Lyons was direct that the USOPC is not going to caught flatfooted on any talk of a boycott in Beijing in 2022:

“We just wanted to acknowledge that there has been a steady drumbeat of concern about the human rights situation in Beijing as well as some calls for an athlete boycott. And while we would never want to minimize what is happening from a human rights perspective in China, as a valued-based organization, we support inclusion, respect and equality for all, but I do want to state, as I did in a statement that we released earlier this month, that we do not support an athlete boycott.

“We believe that such boycotts have not been effective in the past, particularly in 1980 as we can look back to history. We believe those boycotts have only hurt athletes who’ve trained their entire lives for this opportunity to represent their country. And we believe this is an issue which should be addressed at the government-to-government level with China. …

“Our strategy at the moment is to ensure that there is dialogue with many of the people in Congress who are, obviously, for good reasons concerned about the human rights issues in China, but need to understand what the impact was in 1980 when we boycotted. I think there are, actually, a lot of people who understand that what was meant to be accomplished by that boycott did not get accomplished, and in fact, all that happened was the hopes and dreams of a large number of athletes just never came to fruition. …

“[Utah Senator and Salt Lake City 2002 organizing committee chief] Mitt Romney is very knowledgeable about this. He’s shared his experience with a lot of his colleagues, and in large group meetings. And he’s actually not alone; there are others who are also talking with their peers about other potential options, such as a diplomatic boycott vs. an athlete boycott.”

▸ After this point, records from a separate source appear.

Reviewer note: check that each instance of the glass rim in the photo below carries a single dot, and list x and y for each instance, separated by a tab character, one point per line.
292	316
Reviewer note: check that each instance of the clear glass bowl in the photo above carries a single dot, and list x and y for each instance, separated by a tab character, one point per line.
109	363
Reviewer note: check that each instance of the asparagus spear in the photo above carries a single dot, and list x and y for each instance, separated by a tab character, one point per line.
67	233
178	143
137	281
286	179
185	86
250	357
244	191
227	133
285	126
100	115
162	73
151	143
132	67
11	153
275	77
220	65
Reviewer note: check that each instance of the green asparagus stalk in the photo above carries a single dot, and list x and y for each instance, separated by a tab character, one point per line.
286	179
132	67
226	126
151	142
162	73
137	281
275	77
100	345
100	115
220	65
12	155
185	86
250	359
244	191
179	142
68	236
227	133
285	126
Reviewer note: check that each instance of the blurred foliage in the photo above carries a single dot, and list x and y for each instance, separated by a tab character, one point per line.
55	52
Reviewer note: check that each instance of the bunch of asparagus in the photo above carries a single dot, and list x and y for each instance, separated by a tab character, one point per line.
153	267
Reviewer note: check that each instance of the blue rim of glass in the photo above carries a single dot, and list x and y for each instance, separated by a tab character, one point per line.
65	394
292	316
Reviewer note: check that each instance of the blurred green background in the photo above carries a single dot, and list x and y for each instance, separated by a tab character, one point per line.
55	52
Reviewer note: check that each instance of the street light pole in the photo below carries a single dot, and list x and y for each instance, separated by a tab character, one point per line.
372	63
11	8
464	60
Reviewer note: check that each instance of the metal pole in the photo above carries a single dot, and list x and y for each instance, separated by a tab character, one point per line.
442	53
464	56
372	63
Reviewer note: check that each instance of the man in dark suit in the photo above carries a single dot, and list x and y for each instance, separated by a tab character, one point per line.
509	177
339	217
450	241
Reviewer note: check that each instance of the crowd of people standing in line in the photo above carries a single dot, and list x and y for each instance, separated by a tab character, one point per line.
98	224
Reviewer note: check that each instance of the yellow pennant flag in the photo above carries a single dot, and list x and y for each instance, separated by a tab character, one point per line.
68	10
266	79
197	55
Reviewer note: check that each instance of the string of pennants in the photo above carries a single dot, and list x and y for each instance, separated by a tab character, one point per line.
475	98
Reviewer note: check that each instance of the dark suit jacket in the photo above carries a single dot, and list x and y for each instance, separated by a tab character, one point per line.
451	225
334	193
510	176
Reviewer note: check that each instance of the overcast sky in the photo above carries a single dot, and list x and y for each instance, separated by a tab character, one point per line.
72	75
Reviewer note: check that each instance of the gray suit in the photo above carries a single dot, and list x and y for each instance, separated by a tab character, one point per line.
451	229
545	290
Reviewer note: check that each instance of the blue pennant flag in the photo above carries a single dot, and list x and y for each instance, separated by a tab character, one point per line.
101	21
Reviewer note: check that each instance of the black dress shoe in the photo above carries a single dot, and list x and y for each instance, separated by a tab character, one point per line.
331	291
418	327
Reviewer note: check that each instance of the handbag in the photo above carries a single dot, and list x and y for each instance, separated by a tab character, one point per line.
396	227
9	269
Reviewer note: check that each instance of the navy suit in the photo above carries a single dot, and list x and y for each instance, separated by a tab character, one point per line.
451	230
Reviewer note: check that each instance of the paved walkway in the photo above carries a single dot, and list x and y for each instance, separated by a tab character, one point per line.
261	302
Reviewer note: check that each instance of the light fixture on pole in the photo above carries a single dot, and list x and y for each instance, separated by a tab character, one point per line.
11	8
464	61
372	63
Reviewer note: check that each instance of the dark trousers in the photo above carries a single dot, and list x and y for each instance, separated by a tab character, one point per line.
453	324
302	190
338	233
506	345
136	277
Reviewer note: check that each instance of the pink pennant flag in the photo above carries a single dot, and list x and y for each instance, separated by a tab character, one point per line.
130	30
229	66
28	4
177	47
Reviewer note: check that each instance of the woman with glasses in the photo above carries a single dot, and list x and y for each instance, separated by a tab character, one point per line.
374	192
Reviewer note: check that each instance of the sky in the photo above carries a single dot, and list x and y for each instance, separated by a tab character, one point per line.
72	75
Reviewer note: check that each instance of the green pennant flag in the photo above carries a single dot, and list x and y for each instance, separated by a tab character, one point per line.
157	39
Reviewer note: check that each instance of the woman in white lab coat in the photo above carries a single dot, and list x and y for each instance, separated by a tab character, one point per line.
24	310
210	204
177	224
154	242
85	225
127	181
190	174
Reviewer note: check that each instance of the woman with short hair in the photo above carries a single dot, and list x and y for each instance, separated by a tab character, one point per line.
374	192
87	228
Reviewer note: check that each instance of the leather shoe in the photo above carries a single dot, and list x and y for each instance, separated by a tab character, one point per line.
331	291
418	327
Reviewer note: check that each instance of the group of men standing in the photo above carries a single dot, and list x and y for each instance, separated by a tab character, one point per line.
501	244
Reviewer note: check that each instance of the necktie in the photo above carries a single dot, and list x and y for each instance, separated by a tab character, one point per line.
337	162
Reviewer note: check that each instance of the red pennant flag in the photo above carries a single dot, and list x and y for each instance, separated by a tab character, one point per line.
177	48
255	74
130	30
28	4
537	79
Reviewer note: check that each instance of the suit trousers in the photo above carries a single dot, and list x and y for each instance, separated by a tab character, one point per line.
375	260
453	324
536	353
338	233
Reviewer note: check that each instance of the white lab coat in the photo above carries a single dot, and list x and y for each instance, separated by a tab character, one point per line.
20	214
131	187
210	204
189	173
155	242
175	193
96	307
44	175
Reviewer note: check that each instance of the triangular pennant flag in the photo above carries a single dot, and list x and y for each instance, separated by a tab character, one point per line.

Hirshland was asked about the status of the USA Gymnastics bankruptcy case – still in a court-ordered settlement conference – which is dragging on without resolution and to which the USOPC is a party:

“Let me start by saying we remain incredibly committed to finding and achieving a mediated settlement for the first and most important reason that the survivors deserve that closure and that finality. I can’t comment on the likelihood of [a settlement] and will tell you we remain very much committed to being at the table doing everything we can to facilitate that outcome as our preferred outcome without a doubt.

“I can’t confirm the details of the process. I can confirm that the process has remained active and that there are absolutely ongoing and active conversations occurring.”

Hirshland also saluted Tom Osborne, the chief executive of the Colorado Springs Sports Corporation, who passed away on Wednesday at age 65. Osborne had been deeply involved with the U.S. Olympic & Paralympic Movement, serving on the USOC Board’s Executive Committee from 1996-2000 and had been the head of the Sports Corp. since 2003.